SM: Tentamos tanto quanto possível não deixar ninguém para trás. É enternecedor ter assistido a atitudes da parte dos meus colegas, como ir buscar computadores que já estavam encostados em casa e até comprado tablets e computadores para entregar aos alunos. Gostava de vincar esse aspeto, porque na realidade eu sinto que os professores foram uns heróis, mas uns heróis que foram muito pouco reconhecidos nesta situação toda. Obviamente que se deu muita atenção aos médicos e aos enfermeiros porque eles estavam efetivamente a salvar vidas. Nós não salvámos vidas, mas salvamos outras coisas.
NM: Acabei por não lhe perguntar, mas como é que o seu problema de rede foi resolvido?
SM: É o que faz a comunicação social! O pai de um dos alunos trabalhava numa televisão e, apercebendo-se que eu estava no meio do monte a dar aulas, disse que ia mandar uma equipa de reportagem. Eu até pensei que senhor estava a brincar! Mas um dia é certo que a equipa apareceu e, com o intuito de conseguir resolver o problema de Vilar de Luz, aceitei falar. O que é facto é que a entrevista foi feita às 11:30h da manhã, às 13h da tarde estava a dar no telejornal e às 14:30h já me estava a telefonar uma alta patente da MEO a dizer que ia resolver o problema. E assim foi. De maneira que Vilar de Luz tem, neste momento, acesso a fibra ótica.

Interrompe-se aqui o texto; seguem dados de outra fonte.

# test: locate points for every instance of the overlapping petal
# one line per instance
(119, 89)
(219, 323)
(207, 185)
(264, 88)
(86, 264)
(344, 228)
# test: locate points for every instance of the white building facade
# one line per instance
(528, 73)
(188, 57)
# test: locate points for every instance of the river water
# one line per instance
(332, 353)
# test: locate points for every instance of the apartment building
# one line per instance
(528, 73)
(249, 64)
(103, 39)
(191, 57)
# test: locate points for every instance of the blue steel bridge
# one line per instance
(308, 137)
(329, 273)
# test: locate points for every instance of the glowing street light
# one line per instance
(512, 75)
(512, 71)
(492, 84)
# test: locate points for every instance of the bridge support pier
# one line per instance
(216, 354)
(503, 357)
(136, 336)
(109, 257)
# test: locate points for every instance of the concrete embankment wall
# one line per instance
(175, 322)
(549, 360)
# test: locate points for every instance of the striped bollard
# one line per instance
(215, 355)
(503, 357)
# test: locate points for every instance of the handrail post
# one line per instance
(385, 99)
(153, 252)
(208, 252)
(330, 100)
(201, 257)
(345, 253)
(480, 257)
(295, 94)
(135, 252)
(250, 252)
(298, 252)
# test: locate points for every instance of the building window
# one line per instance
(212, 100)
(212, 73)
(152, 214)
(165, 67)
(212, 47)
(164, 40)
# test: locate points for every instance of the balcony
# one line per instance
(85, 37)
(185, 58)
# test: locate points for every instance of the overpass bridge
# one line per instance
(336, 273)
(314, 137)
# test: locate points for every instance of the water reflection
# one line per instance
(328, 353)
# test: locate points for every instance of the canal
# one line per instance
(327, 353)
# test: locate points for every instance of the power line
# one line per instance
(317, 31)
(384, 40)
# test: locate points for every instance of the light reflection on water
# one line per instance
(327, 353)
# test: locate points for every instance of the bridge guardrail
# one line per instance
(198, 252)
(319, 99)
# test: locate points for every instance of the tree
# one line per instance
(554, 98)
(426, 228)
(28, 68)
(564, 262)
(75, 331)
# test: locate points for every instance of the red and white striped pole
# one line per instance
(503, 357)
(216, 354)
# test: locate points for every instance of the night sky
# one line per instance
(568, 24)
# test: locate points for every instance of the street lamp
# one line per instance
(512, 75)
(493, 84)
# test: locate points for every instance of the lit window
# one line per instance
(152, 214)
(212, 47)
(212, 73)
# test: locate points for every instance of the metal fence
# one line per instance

NM: E para terminar, como é que vê o futuro da educação a partir daqui? Acha que esta passagem pelo digital vai trazer uma perspetiva diferente?
SM: Eu acho que seria uma ótima ideia aproveitar os recursos digitais e penso que, inclusivamente, esta forma permitiu que os professores tivessem muito mais fácil acesso às dúvidas dos seus alunos. Isto porque, muitas vezes, dentro de uma sala de aula, os alunos têm vergonha de dizer que não perceberam e retraem-se. Voltando ao ensino presencial esta passagem pelo digital que vai trazer muitas vantagens.